El contador 74LS193 tiene:
Pin 01 D1
Pin 02 Q1
Pin 03 Q2
Pin 04 CPD
Pin 05 CPU
Pin 06 Q2
Pin 07 Q3
Pin 08 GND
Pin 09 D3
Pin 10 D2
Pin 11 PL
Pin 12 TCU
Pin 13 TCD
Pin 14 MR
Pin 15 Vcc

Entonces, si tu botón de Reset lo tienes conectado al Pin 14 (MR = Master Reset, Restablecedor Maestro) no se programan las Q’s a 15:00. como dices en tu mensaje. Esta entrada es para Borrar Las Q’s, esto es para poner todas las Q’s a 0 Lógico. Y es cierta cuando es alta, 1 Lógico.
O a donde tienes conectado el botón llamado Reset ?......

Supongo que al Pin 11 (PL = Program Load, Cargar el Programa), Esta sí, cuando es cierta (0 Lógico) lo que tengan las entradas D’s pasan a las correspondientes Q’s. Y, si esta entrada permanece cierta (0) y cambias los datos en las entradas D’s también cambian las Q’s.

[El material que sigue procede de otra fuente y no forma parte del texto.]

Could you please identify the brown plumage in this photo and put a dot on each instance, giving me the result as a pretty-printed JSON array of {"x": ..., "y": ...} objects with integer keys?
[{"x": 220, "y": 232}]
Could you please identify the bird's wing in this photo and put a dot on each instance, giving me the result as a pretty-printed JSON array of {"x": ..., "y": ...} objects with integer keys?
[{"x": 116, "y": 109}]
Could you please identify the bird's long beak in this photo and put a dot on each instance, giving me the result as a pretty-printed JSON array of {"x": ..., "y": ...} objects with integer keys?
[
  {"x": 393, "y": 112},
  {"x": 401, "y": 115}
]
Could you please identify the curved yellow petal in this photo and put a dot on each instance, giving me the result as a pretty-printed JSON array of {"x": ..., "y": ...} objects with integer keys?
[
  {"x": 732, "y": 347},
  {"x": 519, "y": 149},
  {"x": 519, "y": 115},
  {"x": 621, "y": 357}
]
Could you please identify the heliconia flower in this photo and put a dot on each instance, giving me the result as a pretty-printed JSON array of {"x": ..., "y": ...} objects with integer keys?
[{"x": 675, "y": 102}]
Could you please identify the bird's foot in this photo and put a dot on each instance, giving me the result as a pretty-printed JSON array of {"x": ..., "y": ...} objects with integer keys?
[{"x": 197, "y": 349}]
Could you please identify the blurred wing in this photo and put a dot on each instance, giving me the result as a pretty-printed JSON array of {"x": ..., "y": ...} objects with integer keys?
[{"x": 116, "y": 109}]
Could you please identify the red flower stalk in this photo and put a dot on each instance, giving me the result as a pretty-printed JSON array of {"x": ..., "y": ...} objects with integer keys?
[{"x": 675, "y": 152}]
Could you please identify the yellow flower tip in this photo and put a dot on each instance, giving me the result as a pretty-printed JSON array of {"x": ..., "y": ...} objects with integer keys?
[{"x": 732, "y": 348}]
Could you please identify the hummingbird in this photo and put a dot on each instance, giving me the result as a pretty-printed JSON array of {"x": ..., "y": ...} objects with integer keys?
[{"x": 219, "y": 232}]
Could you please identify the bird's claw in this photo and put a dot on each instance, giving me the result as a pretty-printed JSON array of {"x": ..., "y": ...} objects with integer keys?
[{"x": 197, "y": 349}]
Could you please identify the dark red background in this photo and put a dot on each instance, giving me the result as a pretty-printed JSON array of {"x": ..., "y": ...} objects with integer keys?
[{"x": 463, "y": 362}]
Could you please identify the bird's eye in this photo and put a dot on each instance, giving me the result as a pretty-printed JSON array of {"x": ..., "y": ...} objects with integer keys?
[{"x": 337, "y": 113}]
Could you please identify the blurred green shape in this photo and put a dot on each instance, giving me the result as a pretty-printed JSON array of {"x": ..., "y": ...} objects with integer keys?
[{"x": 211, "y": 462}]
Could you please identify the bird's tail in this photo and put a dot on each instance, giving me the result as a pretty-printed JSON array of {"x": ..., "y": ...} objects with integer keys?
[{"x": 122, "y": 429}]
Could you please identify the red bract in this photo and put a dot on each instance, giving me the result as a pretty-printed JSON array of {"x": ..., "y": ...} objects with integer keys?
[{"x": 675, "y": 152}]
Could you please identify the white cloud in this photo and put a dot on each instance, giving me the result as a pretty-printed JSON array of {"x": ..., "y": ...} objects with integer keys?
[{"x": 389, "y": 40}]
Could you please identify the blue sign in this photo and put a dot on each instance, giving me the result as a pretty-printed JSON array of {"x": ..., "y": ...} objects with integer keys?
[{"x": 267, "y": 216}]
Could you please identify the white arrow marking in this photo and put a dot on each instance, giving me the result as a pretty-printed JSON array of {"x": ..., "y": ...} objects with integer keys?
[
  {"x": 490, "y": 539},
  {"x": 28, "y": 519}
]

Supongamos que vamos a utilizar tu contador 74LS193 y que solo utilizamos los minutos (15) además de que todo está bien conectado.
De alguna manera (Botones, conmutadores, etc) programamos las entradas D’s así:

0001 0101 = 15 y pasamos estos datos a las Q’s por medio de la entrada PL.
Tu contador mostrará así los resultados de la cuenta en forma descendente:
15, 14, 13, 12, 11, 10, 0F, 0E, 0D, 0C, 0B, 0A, 09, 08, 07, 06, 05, 04, 03, 02, 01, 00.
Las letras no las puede mostrar el Display de 7 Segmentos, así que aparecerán solo garabatos.
Entonces: cuando la cuenta descendente llegue a 0F debemos INMEDIATAMENTE restablecer a 09 y que siga contando 09, 08, 07, 06, 05, 04, 03, 02, 01, 00. exacto aquí debemos detener el conteo y de alguna manera hacer sonar el Buzzer.

Pero como ya tienes utilizadas las entradas D’s para programar el 15 debes hacer una circuiteria para que cuando los contadores de Minutos estén en 00 se restablezcan a 15 y cuando estén en 0F se restablezcan a 09 por medio de las entradas de Datos D’s y la entrada de control PL.
Fácil No ?

Bien: Los Datos en las D’s son ciertas cuando son altas (1), para pasar esos datos a las Q’s necesitamos un 0 en PL.
Además, las Q’s son ciertas cuando son altas (1).

Entonces: qué compuertas cumplen con las siguientes sentencias:
Hasta que todas las entradas sean altas nos da una salida baja ?..... esta compuerta para detectar la F.
Hasta que todas las entradas sean bajas nos da una salida baja ?.... esta compuerta para detectar los 0’s
0F, recuerdas ?
ya tenemos 0 cuando las decenas de minutos sean 0 y también tenemos 0 cuando las unidades de minutos sean F
Ahora hay que “Sumarlos” para obtener un solo 0 lógico: qué compuerta nos da un 0 cuando todas sus entradas son 0 ?...... la salida de esta compuerta iría a la entrada de control PL.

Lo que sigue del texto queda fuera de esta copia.